There’s another column in this paper called “Things I Like.” I’m often told by people how onerous it must be to come up with 11 positive things every week. These same folks usually say they could do it on a weekly basis if they could list “Things I Don’t Like” or “Things I Hate.”
I understand that sentiment because negative aspects or things I don’t like often carry my thoughts as well. However, writing “Things I Like” reminds me of the importance of maintaining a glass half-full mentality with life. It’s sometimes easier said than done, but for a few minutes every Monday morning I force myself to think positive. It’s really not that difficult and a healthy exercise.
That brings me to an article by a parent headlined, “What I Hate About Electronics.” I’m sorry I can’t cite the source because I read it in my kids’ dentist’s waiting room and can’t seem to find it online.
Like most parents, we worry about the popularity of electronics among our kids. In sticking with the theme of staying positive, I decided to offer some thoughts on the benefits of technology and electronics on my kids’ lives. There’s no question I could come up with more negatives these days, but here’s a few specific positives I find with technology.
•Being nonverbal and on the ASD spectrum, Carson relies on his iPad to share his thoughts through augmentative and alternative communication apps. That’s why we refer to the iPad as his “voice.”
While he would rather use limited sign language, body language or grunts and moans to express himself, he has become proficient in expressing himself through his iPad. It’s not preferred because it takes extra effort and some planning to key in what he wants to say. Nonetheless, we are grateful it’s a source he has readily available. It’s much easier to use than the hardcopy picture exchange communication systems (PECS) once the go-to in the non-verbal world. These electronic apps of today are loosely based on that same concept, however.
Of course, the iPad has multiple other functions for him to enjoy. The most recent being the FitBit app so he can track his steps multiple times each day. He gets competitive about it and it’s without question made him more active.
In fact, he’s become so adept at using the app that me, Beckett and a co-worker are currently engrossed in multiple challenges over who takes more steps. He’s so competitive about it that I often find him walking up and down stairs and running from one end of the house to the other.
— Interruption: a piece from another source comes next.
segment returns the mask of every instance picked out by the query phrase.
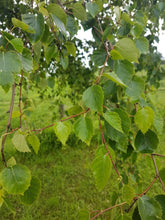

His new FitBit and the technology presented with it has definitely made him more active. So much so that on the way to school one cold morning this week he made me park in one of the farthest spots from the building so he could get extra exercise. That’s now his favorite parking spot.
•As far as Beckett goes, there is without question more negatives to electronics than positives. He and his friends have their own social community online through a couple Xbox games that bothers us. We monitor him closely, but it’s addictive for him and his friends. He argues that point, saying at least he’s being social with his friends, but video games like Fortnite have a way of capturing and retaining their attention in a negative way. I have no doubt he would never leave his room if we weren’t around to remind him of life outside those four walls.
Though there’s a host of concerns with these sorts of games that rely on the Internet, we have found some positives with other electronic avenues.
For instance, Beckett often refers to YouTube for help with his homework, including a couple weeks ago when he was having trouble retaining the rules on division of decimals. I actually tried to stop him initially, but he later showed me how he often uses YouTube to help him with math applications when he’s stumped. In this case, I’m not positive I would have been able to help him with his math. He often reminds me of that instance when I am listing the various reasons why YouTube, and all the nonsense featured on it, can rot a child’s brain.
There have been other ways when technology has helped Beckett with school. Being a fifth grader, his study habits are certainly a work in progress. Pam and I have both showed him some “old school” study skills, but he definitely prefers to use his iPad, specifically apps called QuizLet and Spelling City.
In our case, we use Spelling City weekly. Inside the app are all the words for the weekly spelling and monthly vocabulary tests. We have him on Sunday night take a blind spelling test for the next week’s words. The result is often not pretty because he doesn’t know the word in most cases.
In this week’s case, the words are challenging. He started with missing nine out of 25 but he had never seen some of the words, such as subservient. By Wednesday night, he only missed one – subterranean.
I will always agree there are more negatives with technology today than positives, but I’m relieved there remain some benefits.